Рудмиесис смягчается:
— Тебя не брошу. Заберу с собой. Даугава замерзла, перейти мы можем в любое время. В Курземе я все просеки знаю. И знакомых больше чем надо. Только бы до Лиепаи добраться, а там и горя мало. В начале апреля прибывает первый пароход линии Лондон — Гамбург — Ревель. У меня среди команды друзья. Увезут, как господ. И через две недели мы будем в Америке. Тогда пускай их всех тут черт подерет. В Чикаго, Бостоне или Нью-Йорке — совсем другая жизнь.

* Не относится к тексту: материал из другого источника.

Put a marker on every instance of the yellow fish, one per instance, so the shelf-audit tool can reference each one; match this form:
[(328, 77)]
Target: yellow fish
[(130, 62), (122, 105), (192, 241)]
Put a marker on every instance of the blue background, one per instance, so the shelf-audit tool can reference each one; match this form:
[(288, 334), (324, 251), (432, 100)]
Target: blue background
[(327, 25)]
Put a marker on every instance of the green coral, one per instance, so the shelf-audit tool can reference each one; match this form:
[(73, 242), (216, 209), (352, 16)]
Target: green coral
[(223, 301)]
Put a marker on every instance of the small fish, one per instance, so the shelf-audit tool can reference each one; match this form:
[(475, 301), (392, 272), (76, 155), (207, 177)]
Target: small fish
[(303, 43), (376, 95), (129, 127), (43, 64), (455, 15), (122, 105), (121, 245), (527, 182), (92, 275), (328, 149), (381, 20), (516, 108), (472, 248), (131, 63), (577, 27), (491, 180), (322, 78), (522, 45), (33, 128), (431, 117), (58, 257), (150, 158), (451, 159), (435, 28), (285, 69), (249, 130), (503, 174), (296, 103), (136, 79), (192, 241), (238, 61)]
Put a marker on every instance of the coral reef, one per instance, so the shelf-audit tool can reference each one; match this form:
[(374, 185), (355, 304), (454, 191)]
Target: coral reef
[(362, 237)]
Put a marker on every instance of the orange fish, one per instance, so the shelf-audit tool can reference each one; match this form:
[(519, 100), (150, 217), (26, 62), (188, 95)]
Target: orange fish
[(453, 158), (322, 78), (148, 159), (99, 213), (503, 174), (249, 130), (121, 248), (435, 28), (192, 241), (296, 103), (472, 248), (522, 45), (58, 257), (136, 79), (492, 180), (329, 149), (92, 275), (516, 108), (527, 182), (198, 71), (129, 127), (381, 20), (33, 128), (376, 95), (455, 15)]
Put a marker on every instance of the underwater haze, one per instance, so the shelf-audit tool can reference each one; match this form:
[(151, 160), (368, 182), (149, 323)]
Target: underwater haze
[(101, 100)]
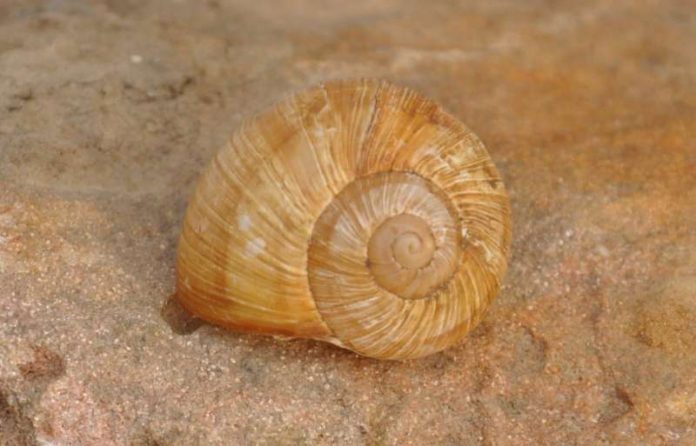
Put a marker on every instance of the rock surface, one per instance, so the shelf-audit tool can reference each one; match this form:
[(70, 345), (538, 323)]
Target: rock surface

Мне тогда наплевать на Латвию… Так-то, дружище! — Воодушевленный собственным рассказом, он сильно хлопает друга по плечу.
Тот вздыхает.
— Тебе хорошо говорить. Ты одинокий — свободен, как птица. А у меня жена и трое детей.
— Не горюй, проживут и без тебя. Ты думаешь, там мало женщин. Этого добра всюду хватает! Выберешь себе самую богатую. В Америке ты свободный гражданин. Никто у тебя паспорта не спросит… Если ты и впрямь хочешь…
— Разве я говорю, что нет. Мне просто… так… Эх, черт подери! Только бы выбраться из этого пекла, к хлебу, к теплу…
— Тсс! — Рудмиесис толкает его. — Кто-то идет.
Калнберз. Он плетется сгорбившись, силясь разглядеть их в темноте.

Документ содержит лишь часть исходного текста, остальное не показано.